Running a node will require 32 ETH
32 ETH will be required to stake and run a node to help secure the Proof of Stake blockchain.
The lower the amount of ETH staked required to run a node the more nodes are able to come online and while this is good for decentralisation, it acts as a constraint on scale, because the more nodes there are, the more total messaging there is between nodes.
32 ETH was chosen as an optimal amount to help get the correct balance between decentralisation and scale of the network.
This requirement may be reduced in the future with improved consumer hardware and messaging compression.
Ethereum will become a Yield producing asset
For those who stake their ETH on the new Ethereum Blockchain, they will receive a 5% interest rate in return for helping secure the network
The Merge will not lower Ethereum Transaction fees
One of the big myths surrounding the merge is that it will lower the sometimes extortionate fees on the network, with some users paying a US dollar equivalent of $120 a transaction at the height of the recent bull market.
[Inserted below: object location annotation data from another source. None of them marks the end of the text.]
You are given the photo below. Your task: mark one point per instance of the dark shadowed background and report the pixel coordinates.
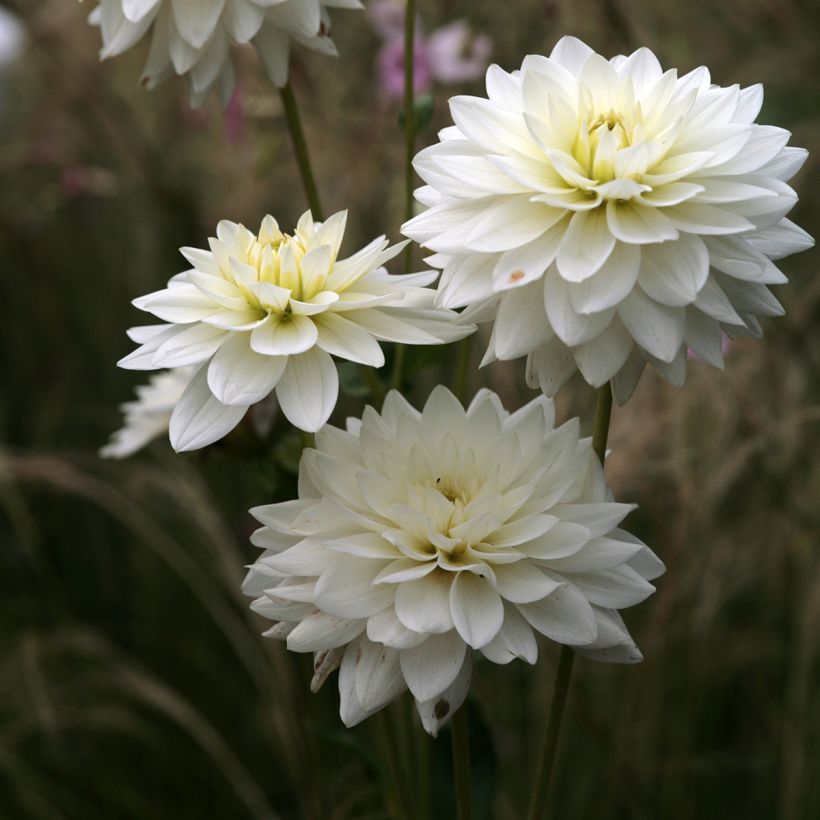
(133, 682)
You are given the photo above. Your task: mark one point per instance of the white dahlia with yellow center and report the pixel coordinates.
(267, 311)
(421, 538)
(608, 213)
(195, 37)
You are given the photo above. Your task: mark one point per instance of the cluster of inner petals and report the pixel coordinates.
(277, 260)
(612, 144)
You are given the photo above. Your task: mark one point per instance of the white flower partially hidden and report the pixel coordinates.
(420, 537)
(267, 311)
(606, 214)
(195, 37)
(148, 417)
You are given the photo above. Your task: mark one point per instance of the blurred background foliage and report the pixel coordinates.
(133, 681)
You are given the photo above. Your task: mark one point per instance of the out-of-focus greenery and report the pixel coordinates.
(133, 681)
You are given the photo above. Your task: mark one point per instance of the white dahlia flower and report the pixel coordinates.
(418, 538)
(606, 214)
(149, 415)
(195, 36)
(267, 311)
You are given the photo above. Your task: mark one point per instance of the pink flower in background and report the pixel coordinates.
(449, 55)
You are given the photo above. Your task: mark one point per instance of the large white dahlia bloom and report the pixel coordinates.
(148, 416)
(418, 538)
(267, 311)
(194, 37)
(606, 214)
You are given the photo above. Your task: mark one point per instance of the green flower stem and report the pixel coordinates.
(600, 434)
(297, 136)
(461, 763)
(409, 119)
(409, 153)
(462, 375)
(401, 796)
(603, 413)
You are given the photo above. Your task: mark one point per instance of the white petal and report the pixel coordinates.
(602, 357)
(346, 589)
(308, 390)
(523, 582)
(320, 631)
(565, 616)
(656, 328)
(521, 324)
(432, 666)
(549, 367)
(196, 19)
(586, 245)
(515, 639)
(284, 336)
(238, 375)
(476, 608)
(570, 326)
(637, 224)
(611, 284)
(436, 711)
(424, 605)
(347, 340)
(674, 273)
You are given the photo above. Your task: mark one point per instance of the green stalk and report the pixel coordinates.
(409, 119)
(394, 764)
(462, 375)
(409, 154)
(461, 763)
(300, 149)
(600, 434)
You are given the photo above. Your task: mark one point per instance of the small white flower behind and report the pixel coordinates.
(606, 214)
(267, 311)
(419, 538)
(149, 415)
(195, 37)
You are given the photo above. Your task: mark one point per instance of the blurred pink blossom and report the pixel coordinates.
(449, 55)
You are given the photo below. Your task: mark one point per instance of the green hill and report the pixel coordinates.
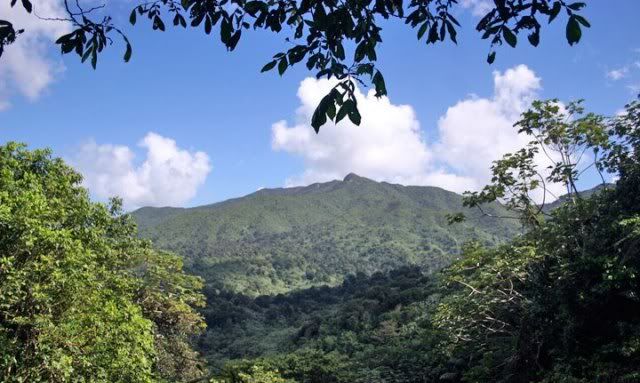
(279, 240)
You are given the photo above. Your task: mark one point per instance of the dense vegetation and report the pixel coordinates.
(559, 303)
(278, 240)
(82, 298)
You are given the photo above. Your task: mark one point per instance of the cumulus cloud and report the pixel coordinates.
(168, 176)
(618, 74)
(25, 66)
(478, 7)
(389, 144)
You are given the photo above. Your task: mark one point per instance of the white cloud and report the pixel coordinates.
(169, 175)
(25, 67)
(618, 74)
(478, 7)
(389, 145)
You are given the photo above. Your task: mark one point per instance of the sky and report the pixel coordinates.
(187, 123)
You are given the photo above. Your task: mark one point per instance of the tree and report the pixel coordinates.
(569, 141)
(321, 32)
(560, 303)
(82, 298)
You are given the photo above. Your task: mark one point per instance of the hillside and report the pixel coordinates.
(278, 240)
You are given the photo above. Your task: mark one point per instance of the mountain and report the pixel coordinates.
(278, 240)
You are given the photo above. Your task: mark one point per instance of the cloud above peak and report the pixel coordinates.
(389, 144)
(369, 149)
(168, 176)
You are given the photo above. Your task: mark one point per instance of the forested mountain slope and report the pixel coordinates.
(278, 240)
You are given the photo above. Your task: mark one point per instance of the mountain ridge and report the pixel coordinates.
(282, 239)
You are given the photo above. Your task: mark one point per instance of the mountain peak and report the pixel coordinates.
(353, 177)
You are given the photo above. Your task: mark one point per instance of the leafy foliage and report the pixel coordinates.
(335, 38)
(369, 329)
(559, 303)
(82, 298)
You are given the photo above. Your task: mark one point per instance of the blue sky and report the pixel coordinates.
(184, 86)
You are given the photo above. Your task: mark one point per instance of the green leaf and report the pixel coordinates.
(491, 57)
(582, 21)
(509, 37)
(319, 117)
(577, 6)
(270, 65)
(128, 52)
(27, 5)
(282, 66)
(344, 110)
(452, 31)
(534, 38)
(574, 33)
(207, 25)
(378, 82)
(423, 29)
(354, 115)
(555, 11)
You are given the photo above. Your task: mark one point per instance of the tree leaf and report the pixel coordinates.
(491, 57)
(509, 37)
(270, 65)
(574, 33)
(27, 5)
(282, 66)
(128, 52)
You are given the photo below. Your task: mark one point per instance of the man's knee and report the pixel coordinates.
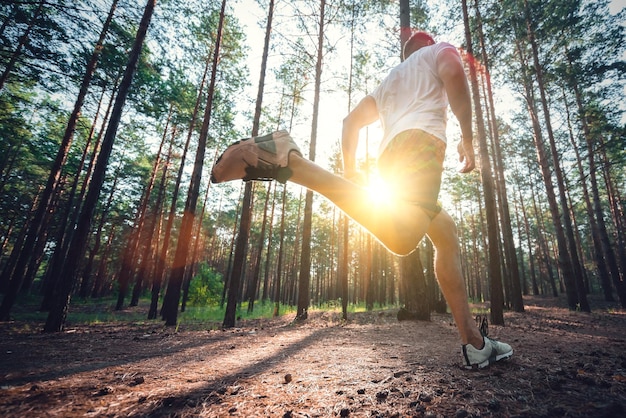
(443, 231)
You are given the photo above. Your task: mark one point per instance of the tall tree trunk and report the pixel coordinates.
(305, 262)
(139, 232)
(599, 253)
(162, 259)
(37, 223)
(252, 289)
(236, 275)
(564, 261)
(151, 225)
(58, 313)
(268, 253)
(598, 214)
(495, 271)
(576, 288)
(505, 216)
(172, 296)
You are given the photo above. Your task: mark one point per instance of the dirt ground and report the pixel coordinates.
(565, 364)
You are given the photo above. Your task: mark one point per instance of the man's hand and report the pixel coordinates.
(466, 155)
(354, 176)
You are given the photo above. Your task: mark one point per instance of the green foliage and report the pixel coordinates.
(206, 287)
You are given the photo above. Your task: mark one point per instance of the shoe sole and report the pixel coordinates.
(266, 143)
(489, 361)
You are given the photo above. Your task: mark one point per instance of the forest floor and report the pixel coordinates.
(565, 364)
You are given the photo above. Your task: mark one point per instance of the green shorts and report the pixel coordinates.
(413, 164)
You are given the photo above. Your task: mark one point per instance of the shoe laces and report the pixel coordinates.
(483, 325)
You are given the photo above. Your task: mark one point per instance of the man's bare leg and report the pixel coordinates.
(443, 233)
(399, 226)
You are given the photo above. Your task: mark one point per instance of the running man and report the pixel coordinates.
(411, 104)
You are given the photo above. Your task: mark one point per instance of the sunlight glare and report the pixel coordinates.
(378, 190)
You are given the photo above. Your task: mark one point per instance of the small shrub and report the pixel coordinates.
(206, 287)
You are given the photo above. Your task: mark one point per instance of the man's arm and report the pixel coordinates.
(451, 72)
(362, 115)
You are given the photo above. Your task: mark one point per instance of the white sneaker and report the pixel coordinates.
(491, 352)
(258, 158)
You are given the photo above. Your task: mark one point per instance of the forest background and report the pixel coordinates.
(112, 115)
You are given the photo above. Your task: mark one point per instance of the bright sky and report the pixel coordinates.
(333, 106)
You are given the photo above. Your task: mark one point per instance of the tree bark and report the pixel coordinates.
(58, 314)
(174, 287)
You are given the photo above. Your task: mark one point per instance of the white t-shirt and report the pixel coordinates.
(412, 96)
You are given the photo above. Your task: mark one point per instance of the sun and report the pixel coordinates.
(378, 190)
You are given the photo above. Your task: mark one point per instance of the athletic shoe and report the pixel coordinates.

This seems to have come about as this vision of lower transaction fees is scheduled to happen in another future version of Ethereum dubbed Ethereum 2.0 where Proof of Stake will have another feature known as Sharding enabled. Sharding would allow partitioning of the blockchain lowering transaction fees vastly.
Many people seem to have confused the Merge with Ethereum 2.0. At one point around 2020 it was thought moving to Proof of Stake and Sharding would come at the same time and the resultant reduction in transaction fees. This idea has stuck with many online articles and YouTubers reiterating the myth that transaction fees will lower with the merge. Sharding will lower Ethereum Gas fees but sadly won’t occur for many years as developers have realised the complexity of introducing sharding on and up and running network will take years to solve (a nice analogy is that you are trying to change the wings on an aeroplane mid-flight!).
A sharding system is already up and running on one of the newer Blockchains known as Kadena. Unfortunately this update won’t ship on Ethereum until 2024 at the earliest leaving it wide open to a loss of market share to blockchain competitors offering lower transaction fees like Kadena & Solana.
The Merge will not speed up transaction speeds on the Ethereum network
After the Merge the transaction speeds on the network will not speed up by any significant amount which remains a major problem. The average block time on Ethereum (how often a block is added to the Ethereum blockchain) is currently 13.6 seconds. After the Merge it gets marginally faster to 12 seconds.
The equals a 12% increase in transaction capacity but overall is negligible amount. For comparison, the average block time on Solana is currently 400ms, which is around 3 blocks per second. Clearly Ethereum has some catching up to do if the speed of the network is to compete with the newer block chains.
The price could drop post merge
There is a strong possibility the price of Ethereum could drop in the weeks and months post merge as the hype dies down. Overall the Merge will be a positive event for the Ethereum price in the longer term particularly as it will become more ESG friendly network for investors. There is a still a lot of work to be done for it to capture the efficiency of the likes of Solana but it does have first mover advantage in the world of Layer 1 blockchains and as a result remains the number two cryptocurrency by Market-cap second only to Bitcoin.